Tips for Dealing With Stress

Kenny McDowell recently graduated from Brown University where he studied history and economics as a QuestBridge Scholar. Hailing from the Los Angeles area, Kenny has a passion for helping others by providing well researched and informative advice about an array of issues. When Kenny is not actively looking for management consulting positions, you can find him playing basketball, reading about politics and futurology, or discovering new ways to become a renaissance man.

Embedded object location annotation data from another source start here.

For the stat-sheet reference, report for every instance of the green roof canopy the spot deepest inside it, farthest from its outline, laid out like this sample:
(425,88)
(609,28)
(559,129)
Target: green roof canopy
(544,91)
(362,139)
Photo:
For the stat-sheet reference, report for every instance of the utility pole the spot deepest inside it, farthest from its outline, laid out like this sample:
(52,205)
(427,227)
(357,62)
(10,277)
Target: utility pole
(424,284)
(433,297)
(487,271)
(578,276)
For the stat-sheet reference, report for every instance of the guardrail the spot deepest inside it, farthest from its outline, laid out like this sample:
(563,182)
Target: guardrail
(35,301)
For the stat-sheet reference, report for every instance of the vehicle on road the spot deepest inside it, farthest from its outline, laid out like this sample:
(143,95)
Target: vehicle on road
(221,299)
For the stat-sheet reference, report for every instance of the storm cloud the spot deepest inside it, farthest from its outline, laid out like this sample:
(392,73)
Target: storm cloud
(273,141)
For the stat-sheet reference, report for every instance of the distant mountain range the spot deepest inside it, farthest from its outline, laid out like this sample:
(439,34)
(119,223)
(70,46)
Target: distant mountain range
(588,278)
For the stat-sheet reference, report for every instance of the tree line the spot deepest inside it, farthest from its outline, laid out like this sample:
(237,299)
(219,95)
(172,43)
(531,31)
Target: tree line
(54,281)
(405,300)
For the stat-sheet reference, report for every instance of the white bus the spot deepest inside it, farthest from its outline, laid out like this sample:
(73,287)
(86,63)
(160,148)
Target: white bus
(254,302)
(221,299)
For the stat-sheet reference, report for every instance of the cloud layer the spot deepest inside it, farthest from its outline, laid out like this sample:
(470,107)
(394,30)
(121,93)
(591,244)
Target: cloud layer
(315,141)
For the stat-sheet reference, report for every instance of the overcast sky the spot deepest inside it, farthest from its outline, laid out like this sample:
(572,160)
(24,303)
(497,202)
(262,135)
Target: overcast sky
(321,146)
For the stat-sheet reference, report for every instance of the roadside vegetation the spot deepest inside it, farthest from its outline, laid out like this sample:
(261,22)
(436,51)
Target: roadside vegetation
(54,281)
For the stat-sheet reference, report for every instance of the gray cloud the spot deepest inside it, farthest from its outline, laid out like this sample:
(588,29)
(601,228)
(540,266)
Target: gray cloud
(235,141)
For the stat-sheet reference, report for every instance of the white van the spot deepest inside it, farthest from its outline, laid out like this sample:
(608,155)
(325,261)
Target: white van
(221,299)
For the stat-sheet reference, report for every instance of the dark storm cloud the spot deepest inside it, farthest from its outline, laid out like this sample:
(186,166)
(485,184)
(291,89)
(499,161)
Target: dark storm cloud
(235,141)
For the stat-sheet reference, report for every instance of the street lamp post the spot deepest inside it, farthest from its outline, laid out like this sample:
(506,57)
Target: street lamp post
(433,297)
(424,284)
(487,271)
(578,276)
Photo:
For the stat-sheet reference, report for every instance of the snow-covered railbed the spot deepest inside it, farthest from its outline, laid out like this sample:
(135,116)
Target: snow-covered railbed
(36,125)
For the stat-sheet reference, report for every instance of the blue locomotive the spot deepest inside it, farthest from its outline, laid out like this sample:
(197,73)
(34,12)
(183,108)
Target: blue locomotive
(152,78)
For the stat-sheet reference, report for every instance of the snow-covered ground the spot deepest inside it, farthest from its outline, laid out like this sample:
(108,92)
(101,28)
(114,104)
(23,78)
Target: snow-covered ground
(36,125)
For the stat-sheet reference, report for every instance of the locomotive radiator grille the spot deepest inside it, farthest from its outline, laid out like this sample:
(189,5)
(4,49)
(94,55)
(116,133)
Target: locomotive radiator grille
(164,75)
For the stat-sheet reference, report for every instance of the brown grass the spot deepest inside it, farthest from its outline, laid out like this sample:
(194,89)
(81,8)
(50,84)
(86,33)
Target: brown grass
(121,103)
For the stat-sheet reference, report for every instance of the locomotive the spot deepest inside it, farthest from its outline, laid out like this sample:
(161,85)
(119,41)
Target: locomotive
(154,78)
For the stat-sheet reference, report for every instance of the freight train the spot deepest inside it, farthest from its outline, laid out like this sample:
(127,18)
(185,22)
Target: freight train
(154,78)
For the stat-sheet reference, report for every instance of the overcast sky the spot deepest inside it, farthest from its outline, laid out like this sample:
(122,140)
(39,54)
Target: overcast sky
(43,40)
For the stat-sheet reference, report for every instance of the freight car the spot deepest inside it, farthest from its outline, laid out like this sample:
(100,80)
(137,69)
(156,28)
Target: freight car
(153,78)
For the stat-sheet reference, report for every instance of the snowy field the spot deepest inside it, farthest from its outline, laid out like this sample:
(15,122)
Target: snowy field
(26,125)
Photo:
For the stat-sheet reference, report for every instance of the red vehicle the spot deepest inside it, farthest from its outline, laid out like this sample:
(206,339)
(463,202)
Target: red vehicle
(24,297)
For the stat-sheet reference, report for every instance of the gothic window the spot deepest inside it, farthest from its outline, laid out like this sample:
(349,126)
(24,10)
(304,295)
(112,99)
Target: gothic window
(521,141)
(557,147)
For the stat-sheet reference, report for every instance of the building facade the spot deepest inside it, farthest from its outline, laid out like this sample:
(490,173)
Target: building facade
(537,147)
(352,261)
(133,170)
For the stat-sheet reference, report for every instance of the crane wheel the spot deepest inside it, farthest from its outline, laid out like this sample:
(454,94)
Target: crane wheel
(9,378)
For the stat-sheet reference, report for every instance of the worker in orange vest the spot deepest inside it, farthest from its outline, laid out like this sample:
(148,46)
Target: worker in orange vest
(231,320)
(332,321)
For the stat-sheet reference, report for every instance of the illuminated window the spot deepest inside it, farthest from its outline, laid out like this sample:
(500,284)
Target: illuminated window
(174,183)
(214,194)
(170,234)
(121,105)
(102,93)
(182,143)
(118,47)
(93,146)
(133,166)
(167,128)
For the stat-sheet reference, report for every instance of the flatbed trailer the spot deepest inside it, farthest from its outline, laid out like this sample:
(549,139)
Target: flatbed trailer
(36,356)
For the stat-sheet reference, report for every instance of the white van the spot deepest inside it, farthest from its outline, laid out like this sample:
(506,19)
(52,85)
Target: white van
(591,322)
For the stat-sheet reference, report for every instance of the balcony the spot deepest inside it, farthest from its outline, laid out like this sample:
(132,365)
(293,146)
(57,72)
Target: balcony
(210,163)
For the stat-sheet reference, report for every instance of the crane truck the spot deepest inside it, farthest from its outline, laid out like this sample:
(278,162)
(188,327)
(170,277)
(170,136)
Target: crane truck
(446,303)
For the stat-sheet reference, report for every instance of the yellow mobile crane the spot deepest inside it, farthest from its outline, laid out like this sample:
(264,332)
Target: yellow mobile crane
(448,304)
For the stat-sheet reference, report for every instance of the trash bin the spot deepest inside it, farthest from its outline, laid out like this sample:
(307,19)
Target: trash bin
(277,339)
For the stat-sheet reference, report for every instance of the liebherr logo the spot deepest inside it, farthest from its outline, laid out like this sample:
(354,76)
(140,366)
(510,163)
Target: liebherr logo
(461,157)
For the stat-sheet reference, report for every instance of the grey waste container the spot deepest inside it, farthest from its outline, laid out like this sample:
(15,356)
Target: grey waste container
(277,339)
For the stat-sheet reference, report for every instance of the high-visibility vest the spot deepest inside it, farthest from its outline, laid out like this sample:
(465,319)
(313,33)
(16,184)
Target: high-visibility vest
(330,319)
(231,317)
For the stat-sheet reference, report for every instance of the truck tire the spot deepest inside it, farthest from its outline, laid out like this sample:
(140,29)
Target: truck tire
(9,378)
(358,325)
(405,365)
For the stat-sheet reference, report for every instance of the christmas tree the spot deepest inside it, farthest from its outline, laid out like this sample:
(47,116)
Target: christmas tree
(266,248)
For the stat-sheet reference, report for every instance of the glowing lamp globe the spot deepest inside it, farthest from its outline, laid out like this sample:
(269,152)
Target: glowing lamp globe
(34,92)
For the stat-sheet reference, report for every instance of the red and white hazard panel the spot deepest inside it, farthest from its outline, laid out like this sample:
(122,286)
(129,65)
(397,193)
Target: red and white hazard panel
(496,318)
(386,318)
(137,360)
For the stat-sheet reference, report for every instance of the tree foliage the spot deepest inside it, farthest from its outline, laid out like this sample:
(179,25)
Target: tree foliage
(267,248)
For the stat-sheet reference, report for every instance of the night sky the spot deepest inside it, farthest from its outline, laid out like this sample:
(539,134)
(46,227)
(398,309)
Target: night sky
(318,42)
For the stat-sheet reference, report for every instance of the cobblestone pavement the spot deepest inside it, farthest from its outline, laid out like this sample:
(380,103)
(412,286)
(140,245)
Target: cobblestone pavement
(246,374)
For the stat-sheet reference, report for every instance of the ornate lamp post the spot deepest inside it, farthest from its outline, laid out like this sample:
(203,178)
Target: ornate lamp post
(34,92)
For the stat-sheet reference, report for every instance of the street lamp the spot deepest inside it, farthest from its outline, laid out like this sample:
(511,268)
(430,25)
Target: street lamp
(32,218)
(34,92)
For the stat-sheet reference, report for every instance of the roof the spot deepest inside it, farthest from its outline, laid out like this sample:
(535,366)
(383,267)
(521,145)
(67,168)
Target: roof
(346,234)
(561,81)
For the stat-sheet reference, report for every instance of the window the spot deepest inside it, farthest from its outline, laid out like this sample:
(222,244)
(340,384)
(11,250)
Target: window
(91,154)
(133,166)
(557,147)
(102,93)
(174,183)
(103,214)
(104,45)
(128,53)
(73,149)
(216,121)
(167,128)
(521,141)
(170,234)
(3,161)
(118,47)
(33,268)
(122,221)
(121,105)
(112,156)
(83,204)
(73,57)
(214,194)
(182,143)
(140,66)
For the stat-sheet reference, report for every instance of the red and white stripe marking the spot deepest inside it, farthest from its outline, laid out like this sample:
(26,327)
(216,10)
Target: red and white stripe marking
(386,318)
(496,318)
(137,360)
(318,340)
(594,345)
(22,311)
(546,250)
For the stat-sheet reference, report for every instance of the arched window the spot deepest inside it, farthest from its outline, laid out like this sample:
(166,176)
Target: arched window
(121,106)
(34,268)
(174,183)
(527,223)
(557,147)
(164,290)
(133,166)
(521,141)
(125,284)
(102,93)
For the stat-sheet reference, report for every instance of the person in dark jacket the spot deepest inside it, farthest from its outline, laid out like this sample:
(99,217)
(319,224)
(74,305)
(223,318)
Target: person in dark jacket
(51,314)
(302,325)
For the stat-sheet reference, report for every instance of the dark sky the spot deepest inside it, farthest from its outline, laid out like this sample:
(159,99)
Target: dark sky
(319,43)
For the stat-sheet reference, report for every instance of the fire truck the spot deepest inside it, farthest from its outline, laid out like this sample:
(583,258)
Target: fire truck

For those of you new to college, you may find yourself with even greater work and responsibilities than you had in high school. This may lead to even greater levels of stress. You may even find that extracurricular activities, which were meant to distract you from academic endeavors, may actually increase stress levels. When I started my first semester, I found my stress levels had nearly doubled. However, by the end of my senior year I had mastered how to deal with stress and significantly decreased levels of stress to levels well below what I had in high school. I credit my success to the flowing tips that I discovered through experience.

Exercise
I cannot stress the multiple benefits to adhering to an exercise regimen. Exercise will help your body release stress derived from the mental pressures of college. I recommend exercising at least three times a week. This could be anything from running, walking, skate boarding, dancing, yoga, or playing sports. I personally was actively involved in intramural sports at my college. This was a great way to meet new people, release stress, and have a good time playing a sport you enjoy. I will note for the highly competitive: do no take the outcome of the games so seriously.

Schedule Your Time
Scheduling and planning out you entire week will help you feel less stressed because it will give you a sense of control. I would invest in an agenda planner. I highly recommend using an online calendar. Gmail has a calendar application I lived by. This application was particularly nice because it would transfer the information in its calendar to the calendar application on my cell phone. This enabled me to see the information on my Gmail calendar on my phone. Also when scheduling your time slots for homework and exam preparation, give yourself extra time. College students often underestimate how long tasks will take them to do.

Maintain a Healthy Mindset
Be positive that you can accomplish the tasks ahead. This positive mindset will help put you in the right mental state to reduce stress.

Meditate and Stretch
I recommend spending a few minutes each days meditating. Search the web to find short mediation techniques. In college I would meditate for ten minutes while stretching my body. Stretching, which I think people do not do enough of, contributed greatly to reducing tension in my body and promoting inner calmness. Stretching and meditation in conjunction contributed to me feeling more relaxed and ready to tackle the day ahead.

Use Your Campus Resources
If you feel overwhelmed, do not be afraid to ask for help. Your campus should have resources available to provide guidance about coping with stress via seminars or talks/lectures. I suggest seeking the counsel of academic deans who should be able to provide solid advice on dealing with stress. The office of residential life should also able to provide resources to help you deal with stress. You can even visit your professor’s office hours and ask them for their advice. They were in college once and can most likely suggest techniques for dealing with stress.

Devote Time for Fun
Make sure to devote time for relaxing and fun pursuits. Do not neglect your favorite activities. You should be socializing and dating if you so desire. This is college. This may the best opportunity you have in life to meet smart, interesting people from diverse backgrounds. Just make sure to schedule this time.